Mastitis, or a breast infection, leaves part or all of the breast intensely painful, hot, tender, red and swollen. The mother also may get flulike symptoms. Other common and unpleasant problems: engorged breasts and cracked or bleeding nipples. Meanwhile, getting an infant to latch correctly can be one of life's most frustrating, stressful experiences.

La Leche League is a militant group of "breast-feeding Nazis."
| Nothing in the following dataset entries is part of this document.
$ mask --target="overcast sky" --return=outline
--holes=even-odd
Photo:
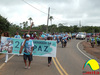
[[[36,10],[33,7],[39,9]],[[0,14],[20,24],[32,17],[35,26],[47,24],[48,7],[53,24],[100,26],[100,0],[0,0]],[[49,23],[50,25],[50,23]]]

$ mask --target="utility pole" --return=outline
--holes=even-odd
[[[50,17],[50,7],[48,8],[48,17],[47,17],[47,30],[46,30],[46,33],[48,33],[49,17]]]
[[[80,32],[81,32],[81,20],[79,21],[79,27],[80,27]]]

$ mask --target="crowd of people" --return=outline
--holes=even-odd
[[[2,36],[10,37],[8,32],[3,33]],[[18,32],[16,32],[14,38],[25,39],[25,41],[22,43],[19,54],[22,53],[22,50],[25,47],[24,54],[23,54],[25,68],[30,68],[30,64],[32,61],[32,52],[33,52],[33,48],[34,48],[34,43],[32,42],[32,40],[55,40],[55,41],[57,41],[57,44],[58,44],[63,39],[65,41],[65,43],[67,43],[67,40],[71,39],[71,34],[68,34],[68,33],[50,34],[50,33],[44,33],[44,32],[37,34],[36,32],[34,32],[34,33],[30,33],[30,34],[24,33],[21,36],[21,35],[19,35]],[[27,59],[29,61],[28,66],[27,66],[27,62],[26,62]],[[51,65],[51,61],[52,61],[52,57],[48,57],[48,66]]]

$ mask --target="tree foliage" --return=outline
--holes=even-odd
[[[5,32],[9,30],[10,22],[7,18],[0,15],[0,32]]]

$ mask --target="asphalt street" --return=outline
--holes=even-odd
[[[67,47],[62,48],[61,44],[57,46],[57,57],[53,58],[52,65],[48,67],[47,57],[34,56],[30,69],[24,69],[23,57],[15,55],[0,69],[0,75],[83,75],[83,71],[92,71],[89,66],[82,70],[83,65],[89,60],[77,48],[77,44],[82,40],[73,39],[68,42]],[[83,46],[79,48],[87,56],[99,59],[86,53]],[[0,66],[4,59],[0,59]],[[98,70],[100,72],[100,69]]]

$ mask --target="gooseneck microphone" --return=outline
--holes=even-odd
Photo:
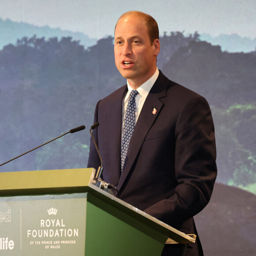
[[[94,137],[93,136],[93,135],[92,135],[92,133],[91,132],[91,130],[94,130],[95,128],[97,128],[99,125],[100,125],[100,124],[97,122],[96,123],[95,123],[94,124],[90,127],[90,136],[91,137],[91,138],[92,139],[92,140],[93,141],[93,143],[94,143],[94,145],[95,146],[95,148],[96,149],[96,151],[97,151],[98,155],[99,156],[99,157],[100,158],[100,160],[101,161],[101,166],[99,167],[99,168],[98,168],[98,169],[97,170],[97,173],[95,174],[95,175],[94,176],[94,179],[99,179],[101,177],[101,176],[102,176],[103,170],[103,167],[102,167],[102,165],[103,164],[103,161],[102,161],[102,157],[101,156],[101,154],[100,154],[99,151],[99,149],[98,148],[98,147],[97,145],[97,144],[95,142],[95,139],[94,139]]]
[[[59,136],[59,137],[57,137],[57,138],[55,138],[55,139],[52,139],[51,140],[50,140],[49,141],[48,141],[48,142],[44,143],[44,144],[42,144],[42,145],[41,145],[40,146],[38,146],[38,147],[35,147],[34,148],[33,148],[33,149],[31,149],[31,150],[30,150],[29,151],[27,151],[27,152],[24,153],[23,154],[20,154],[19,155],[18,155],[18,156],[16,156],[16,157],[15,157],[14,158],[13,158],[11,159],[11,160],[8,161],[7,162],[6,162],[2,164],[1,164],[0,165],[0,166],[3,166],[4,165],[7,164],[7,163],[8,163],[9,162],[10,162],[11,161],[12,161],[12,160],[13,160],[16,158],[19,158],[19,157],[22,156],[23,155],[24,155],[24,154],[27,154],[28,153],[29,153],[30,152],[31,152],[31,151],[34,150],[35,149],[37,149],[37,148],[38,148],[39,147],[41,147],[44,146],[45,145],[46,145],[46,144],[48,144],[48,143],[50,143],[50,142],[52,142],[52,141],[53,141],[53,140],[55,140],[55,139],[59,139],[59,138],[60,138],[61,137],[62,137],[62,136],[64,136],[64,135],[66,135],[66,134],[68,134],[68,133],[74,133],[74,132],[79,132],[79,131],[82,131],[82,130],[84,130],[84,129],[85,129],[85,126],[84,125],[81,125],[81,126],[79,126],[79,127],[77,127],[76,128],[74,128],[73,129],[71,129],[71,130],[70,130],[69,131],[69,132],[66,132],[65,133],[64,133],[64,134],[62,134],[62,135],[60,135],[60,136]]]
[[[100,154],[99,149],[97,145],[93,135],[92,135],[92,133],[91,132],[92,130],[94,130],[95,128],[97,128],[99,125],[100,124],[98,122],[95,123],[91,126],[90,129],[90,133],[91,138],[92,139],[93,143],[94,143],[98,155],[99,156],[100,160],[101,161],[101,166],[99,166],[99,168],[98,168],[98,171],[96,173],[94,177],[94,179],[96,181],[95,185],[96,186],[97,186],[99,188],[100,188],[102,189],[108,189],[109,188],[114,188],[117,191],[117,194],[119,194],[118,190],[117,190],[117,188],[116,187],[115,187],[113,185],[110,184],[110,183],[107,183],[107,182],[105,182],[103,180],[101,179],[101,177],[102,175],[102,172],[103,170],[103,167],[102,167],[103,162],[102,161],[102,157],[101,156],[101,154]]]

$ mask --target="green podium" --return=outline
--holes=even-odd
[[[0,173],[0,255],[158,256],[186,235],[95,186],[92,168]]]

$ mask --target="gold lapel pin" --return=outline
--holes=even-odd
[[[155,115],[156,114],[156,112],[157,112],[156,109],[154,108],[154,109],[153,109],[153,111],[152,112],[153,114]]]

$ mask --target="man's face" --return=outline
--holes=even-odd
[[[144,19],[134,15],[121,18],[116,27],[116,65],[134,89],[149,79],[156,69],[160,43],[155,39],[151,45],[148,31]]]

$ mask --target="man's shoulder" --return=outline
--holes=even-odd
[[[162,85],[164,85],[163,86],[166,88],[167,97],[172,95],[175,97],[178,96],[180,99],[180,98],[186,98],[202,97],[201,95],[188,88],[186,86],[170,80],[161,71],[159,73],[158,79],[156,83],[157,83],[158,84],[155,87],[158,88],[162,87]]]

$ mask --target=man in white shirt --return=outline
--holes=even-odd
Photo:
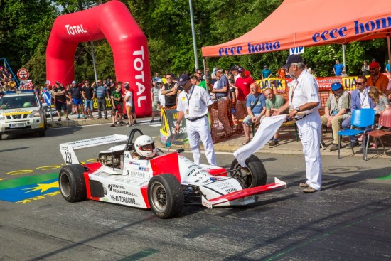
[[[215,149],[207,115],[213,105],[213,102],[205,89],[191,84],[190,77],[186,74],[181,75],[178,85],[182,87],[183,92],[178,97],[178,121],[175,126],[175,132],[179,132],[181,122],[183,117],[186,118],[188,142],[194,163],[200,164],[200,139],[208,162],[210,165],[216,166]]]
[[[322,183],[321,143],[321,122],[318,109],[321,106],[318,85],[312,75],[304,68],[302,58],[297,55],[288,57],[282,68],[288,70],[294,78],[289,89],[289,102],[274,112],[280,114],[289,110],[289,116],[296,119],[303,152],[306,159],[307,181],[299,186],[304,193],[321,190]]]

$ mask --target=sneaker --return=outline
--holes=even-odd
[[[322,144],[322,147],[326,147],[326,143],[324,143],[323,141],[321,141],[321,144]]]
[[[318,191],[316,190],[315,188],[312,188],[312,187],[310,187],[310,186],[309,186],[306,188],[303,189],[303,192],[304,192],[304,193],[314,193],[314,192],[316,192],[316,191]]]
[[[335,143],[333,143],[331,147],[330,148],[330,151],[336,151],[338,149],[338,144],[336,144]]]
[[[276,147],[278,145],[278,140],[273,139],[270,142],[269,142],[268,145],[270,147]]]
[[[360,144],[358,143],[358,141],[353,142],[353,146],[351,143],[349,143],[348,146],[346,146],[346,149],[351,149],[352,147],[354,148],[355,147],[359,146]]]
[[[308,188],[309,186],[309,184],[307,184],[305,182],[301,182],[300,184],[299,184],[299,186],[300,188]]]

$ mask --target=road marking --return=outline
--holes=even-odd
[[[383,181],[385,179],[391,179],[391,174],[387,175],[387,176],[380,176],[380,177],[376,178],[376,179],[381,179],[381,180],[383,180]]]
[[[154,255],[159,251],[154,248],[147,248],[145,250],[142,250],[134,255],[126,257],[125,258],[121,259],[119,261],[137,261],[140,260],[144,257],[149,257],[150,255]]]
[[[0,182],[0,201],[25,203],[57,195],[58,174],[35,175]]]

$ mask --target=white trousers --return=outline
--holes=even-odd
[[[208,162],[210,165],[217,166],[215,148],[213,148],[213,142],[212,141],[212,135],[209,129],[208,117],[204,117],[195,122],[186,121],[186,129],[190,149],[193,153],[194,163],[200,164],[200,159],[201,157],[201,149],[200,149],[200,138],[205,148],[205,154]]]
[[[303,144],[306,159],[306,183],[317,191],[322,186],[322,160],[321,158],[321,122],[318,112],[296,121]]]

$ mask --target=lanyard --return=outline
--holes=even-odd
[[[194,92],[194,85],[191,86],[191,92],[190,93],[190,97],[188,97],[186,92],[185,92],[185,95],[186,95],[186,98],[188,98],[188,105],[190,103],[190,99],[191,99],[191,95],[193,95],[193,92]]]
[[[293,95],[294,94],[294,91],[296,90],[296,88],[297,87],[297,85],[299,85],[299,81],[296,80],[297,82],[296,83],[296,85],[294,85],[294,87],[292,89],[292,94],[291,95],[291,104],[293,104]]]
[[[358,95],[360,96],[360,93]],[[361,108],[363,108],[363,105],[364,105],[364,101],[365,100],[365,98],[367,97],[367,88],[364,90],[364,94],[363,95],[363,99],[361,99],[361,97],[360,97],[360,105]]]

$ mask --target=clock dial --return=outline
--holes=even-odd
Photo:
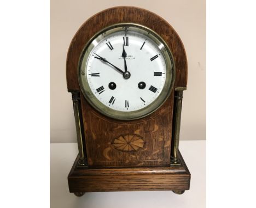
[[[171,54],[160,37],[142,26],[119,26],[100,33],[81,59],[84,95],[112,118],[146,116],[171,91],[174,72]]]

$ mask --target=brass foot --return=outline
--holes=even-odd
[[[185,192],[185,190],[182,191],[173,191],[173,193],[175,193],[176,194],[182,194]]]
[[[85,192],[74,192],[74,194],[75,194],[77,197],[82,197],[85,193]]]

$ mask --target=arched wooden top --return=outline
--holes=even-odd
[[[73,38],[67,56],[66,76],[68,91],[78,91],[77,68],[80,54],[90,39],[112,25],[129,22],[144,25],[154,30],[165,41],[175,62],[174,87],[186,87],[188,77],[187,57],[182,42],[170,24],[149,11],[133,7],[118,7],[102,11],[88,20]]]

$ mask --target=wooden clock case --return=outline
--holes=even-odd
[[[98,113],[85,99],[78,82],[79,59],[85,45],[99,31],[119,23],[139,24],[155,31],[166,42],[174,60],[176,79],[167,100],[150,115],[132,121],[115,120]],[[86,192],[143,190],[172,190],[181,194],[189,189],[190,174],[178,151],[187,57],[181,39],[165,20],[131,7],[96,14],[72,40],[66,76],[68,91],[72,94],[79,149],[68,176],[70,192],[78,196]],[[132,138],[140,141],[137,150],[120,150],[113,145],[115,139],[129,143],[135,140]]]

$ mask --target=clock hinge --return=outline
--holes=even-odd
[[[171,166],[179,166],[181,161],[178,159],[179,131],[181,130],[181,119],[182,106],[182,95],[185,88],[176,88],[173,106],[173,117],[172,121],[172,144],[171,148]]]
[[[79,159],[78,167],[88,166],[79,92],[72,92]]]

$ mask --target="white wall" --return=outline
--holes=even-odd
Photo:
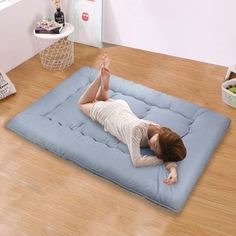
[[[236,64],[235,0],[104,0],[104,41]]]
[[[233,65],[235,9],[235,0],[104,0],[104,42]],[[0,67],[7,72],[38,52],[33,28],[53,12],[51,0],[21,0],[0,11]]]
[[[33,29],[43,16],[53,17],[54,11],[51,0],[20,0],[0,11],[0,67],[4,71],[38,52]]]

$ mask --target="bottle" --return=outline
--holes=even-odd
[[[61,11],[61,8],[57,8],[57,11],[54,14],[55,21],[59,24],[65,25],[64,13]]]

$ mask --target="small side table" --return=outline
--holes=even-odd
[[[74,43],[68,39],[73,31],[74,26],[66,23],[60,34],[36,34],[34,32],[40,48],[45,48],[45,45],[54,42],[39,53],[44,68],[64,70],[74,63]]]

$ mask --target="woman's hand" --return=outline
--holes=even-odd
[[[177,171],[175,167],[170,169],[168,177],[163,181],[167,185],[171,185],[177,182]]]

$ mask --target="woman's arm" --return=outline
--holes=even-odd
[[[142,139],[142,131],[135,127],[128,144],[132,163],[135,167],[161,165],[163,161],[158,159],[157,156],[142,156],[140,153],[140,142]]]

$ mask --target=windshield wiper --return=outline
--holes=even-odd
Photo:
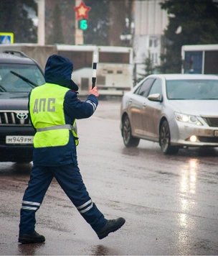
[[[28,78],[25,78],[24,76],[21,76],[21,75],[18,74],[17,73],[16,73],[16,72],[14,72],[14,71],[12,71],[12,70],[11,70],[10,72],[11,72],[13,75],[16,76],[18,76],[19,78],[22,78],[22,79],[23,81],[24,81],[25,82],[30,83],[31,87],[35,88],[35,87],[38,86],[37,84],[36,84],[35,83],[34,83],[34,82],[32,82],[32,81],[29,80]]]

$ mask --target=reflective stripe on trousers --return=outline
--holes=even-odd
[[[95,231],[105,224],[106,219],[89,196],[77,166],[73,164],[54,167],[33,166],[21,209],[21,234],[34,231],[35,212],[42,203],[53,177],[55,177],[70,201]],[[55,202],[52,204],[54,204],[54,207],[51,209],[51,218],[57,210]]]

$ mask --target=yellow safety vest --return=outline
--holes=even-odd
[[[63,104],[68,91],[69,88],[54,83],[45,83],[32,91],[29,114],[37,129],[34,147],[66,145],[69,142],[69,130],[72,132],[76,146],[78,145],[76,120],[72,125],[65,124]]]

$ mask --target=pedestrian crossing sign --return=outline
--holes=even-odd
[[[14,33],[0,32],[0,40],[3,45],[14,44]]]

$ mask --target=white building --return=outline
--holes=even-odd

It's time to drop the inappropriate comparison. Back when LLL began in 1956, the first breast-feeding of a baby was 24 hours after delivery instead of the moment after birth, as it is today. During those long 24 hours, the baby had been given bottles of water or formula by nursing staff. Today, LLL's "radical" ideas have been accepted as the standard pediatric practice for breast-feeding. Also, LLL teaches that babies can thrive on human milk alone for the first six months but that a mother needs to be attuned to her own baby's needs and respond accordingly.

Breast-feeding should be about the baby's needs, not the mother's.

Breast-feeding is good for society in general. Women who spend at least two years of their lives breast-feeding are less likely to suffer a heart attack than those who don't breast-feed at all, according to a new Harvard Medical School study.

Human breast milk should not be shared.

While the personal nature of wet or cross-nursing can make people uncomfortable, it's a decision as personal as breast-feeding itself. Meanwhile, human milk is critically important for premature infants.

Milk banks, which screen donors, are a possible solution. There the milk is pooled, pasteurized and checked for contamination. In a program that should be replicated, mothers with premature infants at Rush University Medical Center provide milk for their babies. Then they donate the overflow to milk banks.